De sonate is niet rijk aan zangerige melodieën, maar eerder gestoeld op een grote variatie aan harmonische schakeringen. Zilberstein weet de verbanden te leggen, een logisch samenhangend geheel te scheppen. Kuerti's uitvoering accentueert de grilligheid van het werk, de onstuimigheid en de erflast van Beethoven, maar Zilberstein laat onverminderd een volbloed Schubert horen. Die verdienste blijkt het sterkst in het eerste deel, waar de gehele gehele structuur ook het meest om de hand van een begrijpend vertolker vraagt.

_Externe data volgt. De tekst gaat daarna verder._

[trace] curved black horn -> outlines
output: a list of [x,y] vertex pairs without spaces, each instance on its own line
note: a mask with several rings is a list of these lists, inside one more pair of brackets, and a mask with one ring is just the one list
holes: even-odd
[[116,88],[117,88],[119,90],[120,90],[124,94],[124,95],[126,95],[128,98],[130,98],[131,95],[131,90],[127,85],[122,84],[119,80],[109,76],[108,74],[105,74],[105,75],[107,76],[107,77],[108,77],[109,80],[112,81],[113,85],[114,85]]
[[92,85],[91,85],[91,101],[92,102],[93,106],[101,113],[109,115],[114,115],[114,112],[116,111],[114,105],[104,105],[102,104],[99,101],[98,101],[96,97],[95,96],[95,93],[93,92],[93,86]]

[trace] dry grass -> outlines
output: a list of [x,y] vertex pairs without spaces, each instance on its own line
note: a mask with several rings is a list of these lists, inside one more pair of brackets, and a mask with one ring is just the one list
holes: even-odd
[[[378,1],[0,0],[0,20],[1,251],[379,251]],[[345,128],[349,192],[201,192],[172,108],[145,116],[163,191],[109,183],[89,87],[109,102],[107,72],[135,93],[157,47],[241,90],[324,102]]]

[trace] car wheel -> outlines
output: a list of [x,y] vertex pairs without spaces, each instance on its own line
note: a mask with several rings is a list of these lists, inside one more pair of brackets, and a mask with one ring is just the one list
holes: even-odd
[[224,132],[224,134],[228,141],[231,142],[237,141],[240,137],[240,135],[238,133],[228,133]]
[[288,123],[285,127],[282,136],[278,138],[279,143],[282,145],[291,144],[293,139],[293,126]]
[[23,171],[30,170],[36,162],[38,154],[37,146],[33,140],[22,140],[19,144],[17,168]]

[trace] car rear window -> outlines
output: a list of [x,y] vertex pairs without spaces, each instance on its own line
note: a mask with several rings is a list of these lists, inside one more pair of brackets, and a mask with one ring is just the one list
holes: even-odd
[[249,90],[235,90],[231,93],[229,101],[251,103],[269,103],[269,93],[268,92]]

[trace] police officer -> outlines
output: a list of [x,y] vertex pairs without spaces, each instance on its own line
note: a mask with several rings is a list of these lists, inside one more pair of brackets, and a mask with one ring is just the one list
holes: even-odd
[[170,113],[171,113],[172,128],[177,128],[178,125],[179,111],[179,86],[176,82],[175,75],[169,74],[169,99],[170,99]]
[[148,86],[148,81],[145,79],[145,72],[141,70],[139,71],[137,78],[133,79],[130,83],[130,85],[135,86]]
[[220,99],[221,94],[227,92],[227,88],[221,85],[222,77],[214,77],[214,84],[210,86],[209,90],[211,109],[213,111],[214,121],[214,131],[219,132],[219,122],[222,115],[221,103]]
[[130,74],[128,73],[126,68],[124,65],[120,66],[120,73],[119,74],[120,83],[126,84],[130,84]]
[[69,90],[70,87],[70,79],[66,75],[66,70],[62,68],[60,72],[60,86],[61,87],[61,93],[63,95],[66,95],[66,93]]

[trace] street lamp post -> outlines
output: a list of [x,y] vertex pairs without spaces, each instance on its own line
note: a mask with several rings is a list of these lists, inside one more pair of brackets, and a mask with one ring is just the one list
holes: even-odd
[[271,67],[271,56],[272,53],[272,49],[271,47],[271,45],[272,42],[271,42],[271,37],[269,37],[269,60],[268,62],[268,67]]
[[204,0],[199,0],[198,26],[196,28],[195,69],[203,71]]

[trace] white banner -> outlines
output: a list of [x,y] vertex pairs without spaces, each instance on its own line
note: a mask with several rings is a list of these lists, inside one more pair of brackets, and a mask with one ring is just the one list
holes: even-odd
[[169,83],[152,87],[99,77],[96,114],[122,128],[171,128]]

In het tweede deel, waar alles meer voor zich spreekt, lijkt Zilbersteins tempo-keuze gevaarlijk langzaam. In haar versie duurt dit Con Moto langer dan een kwartier, terwijl het vertelde verhaal toch niet lijkt te vragen om zò'n grote bezonkenheid. De grote lijnen lijken af en toe onder te sneeuwen door de al te grote behoefte aan expressie van de pianiste. Daarom bevalt het erop volgende Scherzo mij beter, waar Zilberstein weer buitengewoon goed de zangerige toon treft in de discant-passages. Verder onderscheidt zij zich hier in zeer wakker en charmant spel dat geen moment verveelt. Hetzelfde geldt voor het afsluitende Rondo, dat voortreffelijk wordt neergezet.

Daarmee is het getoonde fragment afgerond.